ECE2023 Rapid Communications Rapid Communications 11: Late Breaking (6 abstracts)
1Polish Mothers Memorial Hospital Research Intitute, Department of Endocrinology and Metabolic Diseases, Lodz, Poland; 2Medical University of Lodz, Department of Endocrinology and Metabolic Diseases, Lodz, Poland
Introduction: Cushings disease (CD) is the most common cause of hypercortisolism. Therefore, the majority of studies focused on the efficacy and safety of novel steroidogenesis inhibitors included CD patients only. This is exactly the case with osilodrostat new potent inhibitor of 11β-hydroxylase. However, approximately 10% of hypercortisolism result from cortisol-secreting adrenal adenoma. Data on potential differences in the treatment with osilodrostat between CD and Cushings syndrome of adrenal origin (ACS) are lacking.
Aim: Hereby, we presents two patients with ACS, in whom, the response and doses of osilodrostat were different from CS patients regardless whether the CS patients were treated in our centre or described in the literature.
Cases: Case 1
A 55-year-old women with cortisol secreting left adrenal adenoma, with UFC 2× upper normal limit (UNL). Decompensated diabetes mellitus and hypertension were contraindications for surgery. Osilodrostat was started with a dose of 2 mg/day and gradually increased to 8 mg/day with surprisingly simultaneous increase in UFC to 10 × UNL, severe deterioration of hypertension and life-threatening hypokalaemia of 2.1 mmol/l, despite active potassium supplementation. Due to the extremely high hypercortisolism, the dose was increased by 5 mg every two days up to 45 mg, with gradual decrease of cortisol level and UFC normalisation with the dose of 45 mg/day.
Case 2
A 45-year-old women with ACS and UFC 5 × UNL, was treated with osilodrostat, starting from 2 mg/day and increasing by 2 mg/day every day, and then, from the dose of 10 mg/day, increasing by 5 mg every other day, with no cortisol reduction up to the dose of 20 mg/day. The dose was escalated up to 45 mg/day, and after a week of treatment UFC normalisation was reached. No side effects was observed, no potassium supplementation was required.
Conclusions: 1. Doses of osilodrostat required for ACS are usually much higher than those in CD.

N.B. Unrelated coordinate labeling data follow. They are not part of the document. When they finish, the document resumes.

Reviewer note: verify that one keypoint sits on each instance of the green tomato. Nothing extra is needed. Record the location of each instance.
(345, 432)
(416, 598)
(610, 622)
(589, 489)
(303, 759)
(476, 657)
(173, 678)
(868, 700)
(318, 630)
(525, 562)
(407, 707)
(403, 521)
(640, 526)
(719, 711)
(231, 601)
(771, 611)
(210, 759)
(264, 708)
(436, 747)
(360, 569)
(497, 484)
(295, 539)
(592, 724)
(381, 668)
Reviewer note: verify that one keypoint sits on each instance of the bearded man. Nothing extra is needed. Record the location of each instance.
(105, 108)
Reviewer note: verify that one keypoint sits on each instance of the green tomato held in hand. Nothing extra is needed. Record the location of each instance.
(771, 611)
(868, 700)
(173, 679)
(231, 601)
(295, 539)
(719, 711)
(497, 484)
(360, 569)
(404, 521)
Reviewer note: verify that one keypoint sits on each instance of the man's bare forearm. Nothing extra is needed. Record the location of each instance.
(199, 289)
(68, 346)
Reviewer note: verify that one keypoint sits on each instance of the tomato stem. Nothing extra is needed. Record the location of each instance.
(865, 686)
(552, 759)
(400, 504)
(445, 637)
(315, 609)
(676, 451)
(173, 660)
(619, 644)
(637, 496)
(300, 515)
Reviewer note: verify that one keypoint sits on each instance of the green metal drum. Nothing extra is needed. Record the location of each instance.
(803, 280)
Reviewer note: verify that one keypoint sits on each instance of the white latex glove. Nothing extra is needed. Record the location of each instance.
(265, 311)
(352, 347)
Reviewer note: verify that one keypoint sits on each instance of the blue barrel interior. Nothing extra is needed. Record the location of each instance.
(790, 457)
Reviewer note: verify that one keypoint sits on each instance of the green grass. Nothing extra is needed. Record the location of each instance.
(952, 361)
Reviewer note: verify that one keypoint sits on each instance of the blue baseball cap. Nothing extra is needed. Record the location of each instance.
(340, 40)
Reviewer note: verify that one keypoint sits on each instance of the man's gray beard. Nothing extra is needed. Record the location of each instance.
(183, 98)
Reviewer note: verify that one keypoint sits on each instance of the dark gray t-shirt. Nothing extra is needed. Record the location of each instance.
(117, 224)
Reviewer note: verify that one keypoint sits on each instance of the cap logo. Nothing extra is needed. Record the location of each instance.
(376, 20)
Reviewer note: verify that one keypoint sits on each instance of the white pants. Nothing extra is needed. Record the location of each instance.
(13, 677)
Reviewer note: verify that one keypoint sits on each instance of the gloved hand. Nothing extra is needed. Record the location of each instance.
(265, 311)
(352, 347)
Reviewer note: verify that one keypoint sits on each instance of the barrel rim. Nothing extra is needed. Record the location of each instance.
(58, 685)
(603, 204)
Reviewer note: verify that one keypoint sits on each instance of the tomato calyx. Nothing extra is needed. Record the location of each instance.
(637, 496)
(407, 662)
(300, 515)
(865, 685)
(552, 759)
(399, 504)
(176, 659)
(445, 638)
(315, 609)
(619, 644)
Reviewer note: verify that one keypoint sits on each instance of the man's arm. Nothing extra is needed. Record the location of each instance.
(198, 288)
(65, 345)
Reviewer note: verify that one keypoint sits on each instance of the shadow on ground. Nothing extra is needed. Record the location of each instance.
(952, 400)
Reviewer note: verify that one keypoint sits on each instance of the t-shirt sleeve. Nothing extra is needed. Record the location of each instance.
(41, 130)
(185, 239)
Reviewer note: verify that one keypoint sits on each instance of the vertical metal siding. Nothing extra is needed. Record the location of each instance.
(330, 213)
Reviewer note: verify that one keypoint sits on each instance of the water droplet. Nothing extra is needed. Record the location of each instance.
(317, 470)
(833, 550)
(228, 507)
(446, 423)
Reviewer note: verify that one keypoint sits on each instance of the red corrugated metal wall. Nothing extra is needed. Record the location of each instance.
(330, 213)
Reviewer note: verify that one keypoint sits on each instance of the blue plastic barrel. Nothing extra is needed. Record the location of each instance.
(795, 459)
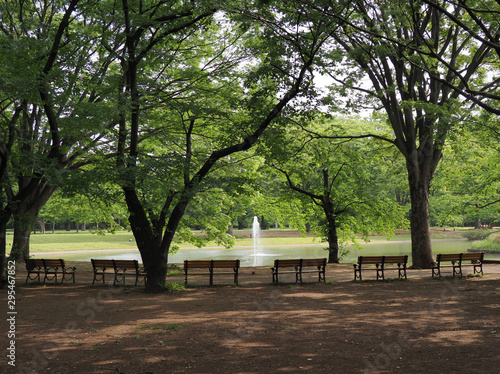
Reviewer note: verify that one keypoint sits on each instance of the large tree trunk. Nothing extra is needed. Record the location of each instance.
(333, 245)
(3, 248)
(421, 247)
(22, 234)
(333, 240)
(25, 217)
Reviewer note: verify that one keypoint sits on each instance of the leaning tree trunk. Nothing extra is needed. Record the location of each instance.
(23, 223)
(421, 247)
(333, 246)
(3, 248)
(333, 239)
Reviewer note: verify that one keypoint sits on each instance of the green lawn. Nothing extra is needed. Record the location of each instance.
(86, 240)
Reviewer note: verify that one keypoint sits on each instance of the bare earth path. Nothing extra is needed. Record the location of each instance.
(422, 325)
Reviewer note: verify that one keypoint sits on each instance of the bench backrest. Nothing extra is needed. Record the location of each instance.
(207, 264)
(102, 263)
(286, 263)
(370, 259)
(313, 262)
(396, 259)
(32, 263)
(126, 264)
(53, 263)
(474, 256)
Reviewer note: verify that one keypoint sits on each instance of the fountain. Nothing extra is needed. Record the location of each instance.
(257, 245)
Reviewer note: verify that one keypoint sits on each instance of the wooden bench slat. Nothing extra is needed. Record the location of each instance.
(119, 269)
(211, 265)
(300, 266)
(380, 262)
(457, 262)
(50, 268)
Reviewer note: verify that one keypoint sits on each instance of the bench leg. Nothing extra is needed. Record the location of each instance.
(357, 274)
(275, 275)
(298, 275)
(436, 271)
(402, 272)
(459, 267)
(478, 269)
(321, 275)
(380, 272)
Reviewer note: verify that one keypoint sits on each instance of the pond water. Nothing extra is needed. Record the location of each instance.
(270, 253)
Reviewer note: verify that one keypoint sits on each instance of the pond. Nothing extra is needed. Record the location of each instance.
(270, 253)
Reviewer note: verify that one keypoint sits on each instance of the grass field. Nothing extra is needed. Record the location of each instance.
(86, 240)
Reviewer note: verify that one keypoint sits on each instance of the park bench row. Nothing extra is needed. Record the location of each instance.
(52, 268)
(120, 269)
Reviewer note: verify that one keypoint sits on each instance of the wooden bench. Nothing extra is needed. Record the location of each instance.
(118, 268)
(380, 262)
(300, 266)
(457, 262)
(50, 268)
(211, 265)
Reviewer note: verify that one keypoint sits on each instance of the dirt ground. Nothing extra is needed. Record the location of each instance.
(422, 325)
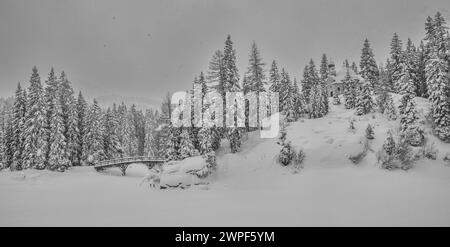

2. Dose acceleration can be faster and the risk of overdosing and later necessity of dose reduction is low
3. Low initial doses can be ineffective or can even cause exacerbation of hypercortisolism
4. Typical dose which allowed to safe adrenalectomy with UFC slightly below upper normal limit was 45 mg/day
5. Side effects of osilodrostat can be rapid with severe hypokalaemia even despite active potassium supplementation or can be totally absent with potassium level above 4.0 mmol/l without any supplementation. Therefore, cloSemonitoring of potential side effects is mandatory.